Hoje, a maioria dos governos do mundo subscreve à abordagem “Guerra às Drogas”, que criminaliza os usuárioS de drogas. O países estão focando no aumento dos níveis de fundo público para o cumprimento da lei das drogas, mesmo que as pesquisas mostrem que esta abordagem não reduz significativamente a disponibilidade das drogas, piorando a saúde das comunidades e colocando uma carga pesada nos contribuintes. A criminalização dos usuários de drogas tem tido consequências devastadoras e não intencionadas, tais como ajudar o enriquecimento do crime organizado, o aumento da violência em nossas comunidades e fomentando a epidemia de HIV.
A Declaração de Viena é parte de um esforço criado por comunidades acadêmicas e médicas e outros apoiadores para começar um processo para assegurar que as futuras políticas de drogas ilícitas levem em consideração e reflitam a pesquisa apoiada em evidência.
2. Por que a Declaração foi publicada agora?
Duas razões: primeira, para coincidir com a XVIII Conferência Internacional da AIDS (AIDS 2010), o maior encontro de profissionais de HIV e outros interessados envolvidos na resposta global ao HIV convocada pela Sociedade Internacional da AIDS (IAS) e seus parceiros. A Declaração de Viena é a declaração oficial da AIDS 2010.
Segundo, estamos em uma conjuntura importante. Nós sabemos agora – apoiados em uma abundância de evidências científicas – que a Guerra às Drogas fomenta o crime e a violência relacionada a droga e exacerba os problemas já devastadores da saúde pública, tais como a epidemia do HIV. Ao mesmo tempo, a Guerra às Drogas global também falhou no alcance de seus objetivos intencionados: apesar dos gastos muito altos no cumprimento da lei das drogas e no número crescente de indivíduos nas prisões, o suprimento de drogas ilícitas é extensivo e está crescendo, os custos das drogas ilícitas estão caindo e a pureza das drogas ilícitas está em ascensão.

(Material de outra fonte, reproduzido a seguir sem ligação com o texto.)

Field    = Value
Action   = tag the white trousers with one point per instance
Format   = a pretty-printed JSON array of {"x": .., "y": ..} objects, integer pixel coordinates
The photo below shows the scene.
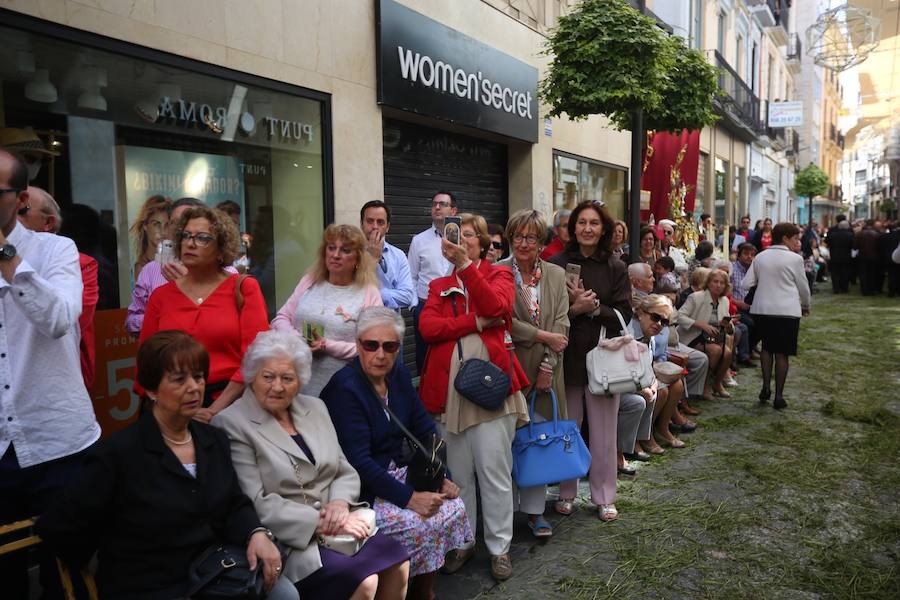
[{"x": 484, "y": 452}]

Mesmo assim, quando se encara estes fatos, muitos governos do mundo continuam a implementar o cumprimento de leie de drogas mais rígidas em vez de considerar as evidências científicas e avaliar as alternativas. Os custos humanos e econômicos da situação atual não podem mais ser tolerados. A publicação da Declaração de Viena neste momento realça o fracasso das políticas atuais e reforça a necessidade de pesquisa apoiada em evidência no desenvolvimento de políticas de drogas ilícitas.
3. Qual é a meta da Declaração?
Nós sabemos com certeza científica que a Guerra às Drogas não funcionou, então devemos achar uma maneira melhor de lidar com o uso de drogas ilícitas que minimize os danos sociais e à saúde.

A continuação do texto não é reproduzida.